Figure 1: Kinetics of acute zymosan-induced peritonitis and appearance of Ly-6B-expressing inflammatory macrophages (MØ).

(a) Graphs showing the numbers of neutrophils and eosinophils (left panel) and MØ (both total monocyte/MØ and Res MØ) MØ (right panel) present at the indicated times after i.p. administration of 2 × 10⁶ zymosan particles. Data represent mean±s.e.m. of 3–5 individual mice per time point, taken from one of two similar experiments. (b) Representative flow-cytometric profiles showing Ly-6B⁺ inflammatory (Inf) MØ, identified as previously described^6,18 by gating on CD11b^highF4/80^low-high cells (excluding eosinophils), are clearly distinct from Tim4^high Res MØ. Gates denote Ly-6B⁺ and Ly-6B⁻ Inf MØ populations. (c) Approximately a fifth of cells classified as Inf MØ are Ly-6B⁺ and are present for several weeks after induction of a mild inflammatory reaction.

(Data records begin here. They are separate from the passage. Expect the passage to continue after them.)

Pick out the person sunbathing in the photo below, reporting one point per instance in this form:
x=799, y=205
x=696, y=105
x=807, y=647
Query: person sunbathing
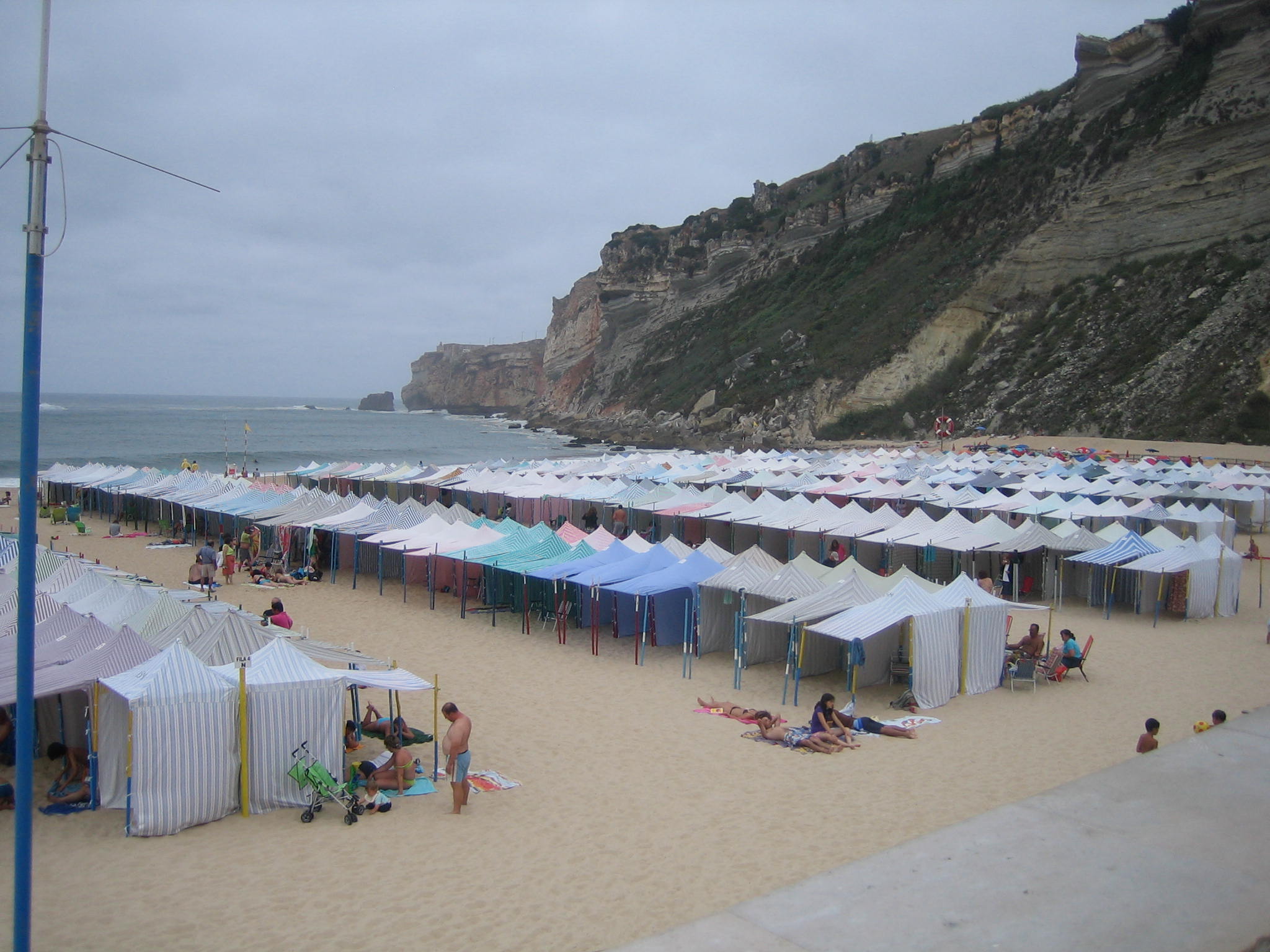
x=729, y=710
x=375, y=724
x=821, y=742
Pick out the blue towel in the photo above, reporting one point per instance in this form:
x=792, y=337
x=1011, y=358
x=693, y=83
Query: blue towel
x=64, y=809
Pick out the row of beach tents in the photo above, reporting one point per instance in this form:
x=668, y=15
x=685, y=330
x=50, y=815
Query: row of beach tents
x=190, y=710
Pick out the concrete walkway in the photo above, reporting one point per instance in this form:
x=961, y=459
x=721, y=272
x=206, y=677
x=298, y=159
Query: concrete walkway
x=1166, y=852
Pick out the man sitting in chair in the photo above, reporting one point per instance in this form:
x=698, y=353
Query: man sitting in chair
x=1032, y=645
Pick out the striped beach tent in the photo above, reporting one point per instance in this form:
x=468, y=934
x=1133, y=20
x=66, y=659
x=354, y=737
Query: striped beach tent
x=290, y=701
x=168, y=751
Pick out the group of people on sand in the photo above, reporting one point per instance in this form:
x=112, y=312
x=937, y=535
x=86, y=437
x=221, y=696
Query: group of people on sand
x=830, y=731
x=394, y=770
x=1148, y=742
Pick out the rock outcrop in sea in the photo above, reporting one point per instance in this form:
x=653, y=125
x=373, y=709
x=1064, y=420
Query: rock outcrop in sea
x=383, y=403
x=1091, y=258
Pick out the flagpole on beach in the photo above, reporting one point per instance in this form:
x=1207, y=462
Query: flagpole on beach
x=29, y=470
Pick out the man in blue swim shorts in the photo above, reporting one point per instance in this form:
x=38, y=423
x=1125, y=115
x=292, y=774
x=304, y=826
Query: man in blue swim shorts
x=459, y=757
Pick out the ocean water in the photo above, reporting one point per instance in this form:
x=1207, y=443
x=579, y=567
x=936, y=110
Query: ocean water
x=162, y=431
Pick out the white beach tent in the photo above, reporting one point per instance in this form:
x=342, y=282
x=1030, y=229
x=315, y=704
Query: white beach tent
x=911, y=621
x=984, y=631
x=291, y=700
x=168, y=748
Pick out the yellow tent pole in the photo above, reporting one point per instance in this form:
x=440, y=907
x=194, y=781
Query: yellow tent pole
x=966, y=643
x=244, y=780
x=912, y=650
x=97, y=695
x=127, y=823
x=1221, y=564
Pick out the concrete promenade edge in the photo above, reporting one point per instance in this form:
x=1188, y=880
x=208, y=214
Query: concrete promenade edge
x=1166, y=852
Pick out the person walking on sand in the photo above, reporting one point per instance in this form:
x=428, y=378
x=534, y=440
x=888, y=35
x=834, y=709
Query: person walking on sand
x=459, y=756
x=206, y=560
x=228, y=562
x=1147, y=742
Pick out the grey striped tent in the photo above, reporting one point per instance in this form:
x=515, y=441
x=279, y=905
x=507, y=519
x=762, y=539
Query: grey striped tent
x=174, y=723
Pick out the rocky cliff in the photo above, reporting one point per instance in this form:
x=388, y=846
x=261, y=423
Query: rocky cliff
x=1089, y=258
x=477, y=379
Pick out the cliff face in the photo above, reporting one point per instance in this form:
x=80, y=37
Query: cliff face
x=925, y=273
x=475, y=379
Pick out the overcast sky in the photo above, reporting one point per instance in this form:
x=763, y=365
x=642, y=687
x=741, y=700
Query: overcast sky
x=398, y=174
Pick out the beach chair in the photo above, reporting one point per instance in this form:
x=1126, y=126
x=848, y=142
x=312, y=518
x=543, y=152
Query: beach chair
x=1023, y=672
x=1052, y=668
x=1085, y=656
x=551, y=616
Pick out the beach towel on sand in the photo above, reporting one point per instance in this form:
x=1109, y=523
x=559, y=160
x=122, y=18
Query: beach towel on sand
x=489, y=781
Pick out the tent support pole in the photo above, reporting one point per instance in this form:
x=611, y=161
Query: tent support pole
x=127, y=794
x=244, y=778
x=966, y=644
x=92, y=754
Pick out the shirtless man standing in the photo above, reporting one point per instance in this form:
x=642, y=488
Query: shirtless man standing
x=459, y=757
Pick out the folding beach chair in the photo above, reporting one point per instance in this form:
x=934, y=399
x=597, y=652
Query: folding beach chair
x=1052, y=668
x=1085, y=656
x=1024, y=672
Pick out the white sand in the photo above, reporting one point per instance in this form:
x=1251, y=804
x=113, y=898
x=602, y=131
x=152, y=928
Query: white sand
x=636, y=814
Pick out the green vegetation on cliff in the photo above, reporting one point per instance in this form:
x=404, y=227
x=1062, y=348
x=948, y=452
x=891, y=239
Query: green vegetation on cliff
x=858, y=299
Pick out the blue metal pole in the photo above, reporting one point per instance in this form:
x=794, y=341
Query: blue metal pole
x=29, y=471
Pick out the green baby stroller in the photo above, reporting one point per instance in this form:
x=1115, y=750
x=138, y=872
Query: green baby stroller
x=310, y=774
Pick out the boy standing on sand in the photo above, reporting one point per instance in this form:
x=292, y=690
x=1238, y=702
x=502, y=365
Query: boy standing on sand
x=459, y=757
x=1147, y=742
x=206, y=560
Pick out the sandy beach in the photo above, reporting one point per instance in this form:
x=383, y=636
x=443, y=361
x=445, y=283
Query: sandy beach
x=636, y=814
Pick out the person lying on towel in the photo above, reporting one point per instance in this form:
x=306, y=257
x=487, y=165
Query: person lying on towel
x=71, y=786
x=821, y=742
x=393, y=770
x=729, y=710
x=830, y=720
x=374, y=724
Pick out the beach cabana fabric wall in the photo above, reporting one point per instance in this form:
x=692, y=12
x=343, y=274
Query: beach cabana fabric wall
x=290, y=701
x=934, y=632
x=183, y=746
x=984, y=630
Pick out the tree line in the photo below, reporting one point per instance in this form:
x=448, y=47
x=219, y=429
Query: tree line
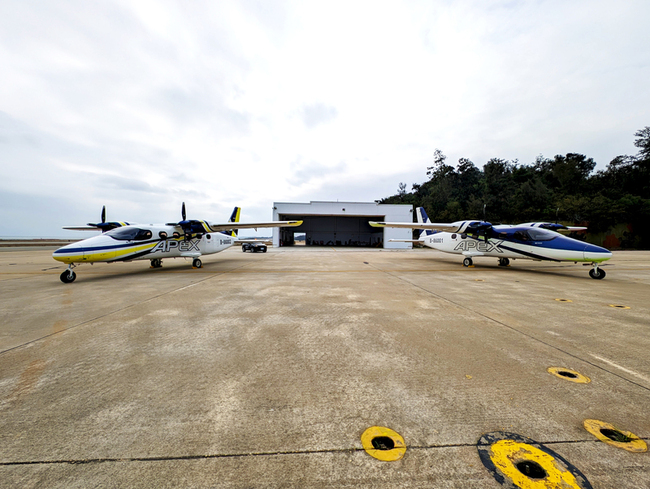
x=563, y=188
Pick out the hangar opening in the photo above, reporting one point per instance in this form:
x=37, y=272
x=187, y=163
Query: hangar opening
x=342, y=224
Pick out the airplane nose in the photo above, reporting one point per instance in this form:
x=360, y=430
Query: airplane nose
x=68, y=253
x=596, y=253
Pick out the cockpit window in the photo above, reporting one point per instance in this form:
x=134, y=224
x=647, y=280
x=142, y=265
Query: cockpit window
x=539, y=234
x=130, y=234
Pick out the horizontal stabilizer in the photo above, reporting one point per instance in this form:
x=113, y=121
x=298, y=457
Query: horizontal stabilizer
x=253, y=225
x=82, y=228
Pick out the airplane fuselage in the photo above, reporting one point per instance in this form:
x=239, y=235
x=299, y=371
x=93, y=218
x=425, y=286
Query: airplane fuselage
x=515, y=242
x=142, y=242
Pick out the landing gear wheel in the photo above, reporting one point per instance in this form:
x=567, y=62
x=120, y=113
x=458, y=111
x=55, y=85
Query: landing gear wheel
x=597, y=273
x=68, y=277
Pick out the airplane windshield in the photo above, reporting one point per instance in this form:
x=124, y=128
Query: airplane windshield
x=538, y=234
x=130, y=234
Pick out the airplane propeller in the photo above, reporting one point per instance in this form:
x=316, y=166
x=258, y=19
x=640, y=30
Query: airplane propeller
x=480, y=228
x=189, y=226
x=105, y=226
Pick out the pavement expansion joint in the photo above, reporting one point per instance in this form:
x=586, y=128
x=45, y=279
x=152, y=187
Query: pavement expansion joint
x=262, y=454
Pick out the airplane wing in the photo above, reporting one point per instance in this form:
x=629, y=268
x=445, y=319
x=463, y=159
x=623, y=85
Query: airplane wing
x=252, y=225
x=415, y=225
x=82, y=228
x=554, y=226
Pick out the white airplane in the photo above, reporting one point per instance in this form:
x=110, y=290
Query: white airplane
x=123, y=241
x=531, y=241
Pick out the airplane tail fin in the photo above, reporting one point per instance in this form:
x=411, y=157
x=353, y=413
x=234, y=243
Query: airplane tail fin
x=424, y=219
x=234, y=217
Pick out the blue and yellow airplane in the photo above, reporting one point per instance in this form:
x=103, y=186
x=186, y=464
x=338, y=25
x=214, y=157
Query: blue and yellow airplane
x=123, y=241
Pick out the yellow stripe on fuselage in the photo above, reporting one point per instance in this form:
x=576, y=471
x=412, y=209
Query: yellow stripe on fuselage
x=104, y=255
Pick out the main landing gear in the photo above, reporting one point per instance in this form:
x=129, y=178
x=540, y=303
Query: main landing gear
x=68, y=276
x=597, y=273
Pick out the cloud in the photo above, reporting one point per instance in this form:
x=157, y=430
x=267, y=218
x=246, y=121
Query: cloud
x=316, y=114
x=222, y=104
x=303, y=173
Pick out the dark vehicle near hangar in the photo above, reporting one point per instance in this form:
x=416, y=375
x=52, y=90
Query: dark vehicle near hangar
x=253, y=247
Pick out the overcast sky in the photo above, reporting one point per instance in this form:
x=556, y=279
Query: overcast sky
x=141, y=105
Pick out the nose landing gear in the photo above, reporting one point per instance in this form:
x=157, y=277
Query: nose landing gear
x=68, y=276
x=597, y=273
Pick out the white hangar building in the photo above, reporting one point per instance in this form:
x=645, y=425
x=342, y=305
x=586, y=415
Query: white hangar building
x=342, y=224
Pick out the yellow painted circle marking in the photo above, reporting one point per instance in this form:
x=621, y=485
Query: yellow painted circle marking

Data are taken from the animals represented in panel a above and presented as mean±s.e.m. (d) Representative flow-cytometric profiles (gated on F4/80^low-highCD11b⁺ monocytes and MØ) taken from mice 72 h after induction of peritonitis with zymosan (both 2 × 10⁶ and 2 × 10⁷ particles) and thioglycollate broth, as indicated. The higher dose of zymosan resulted in similar MØ populations, but with substantially reduced recoverable numbers of Res MØ when compared with the low dose, as expected^12,25. In contrast, thioglycollate broth resulted in a near complete depletion of Res MØ and no evident Ly-6B⁺ Inf MØ population at this time. The presence of both Ly-6B⁺ monocytes and Ly-6B⁺ Inf MØ populations are indicated. Flow-cytometric plots are representative of at least three mice per group from one of two similar experiments. (e) The Ly-6B-expressing MØ were gated as indicated (left panel) and purified (>90%) by flow-cytometric cell sorting and analysed on cytospins stained with eosin and methylene blue. Cells were pooled from 6-week-old female C57BL/6 mice 7 days after i.p. zymosan (2 × 10⁶ particles).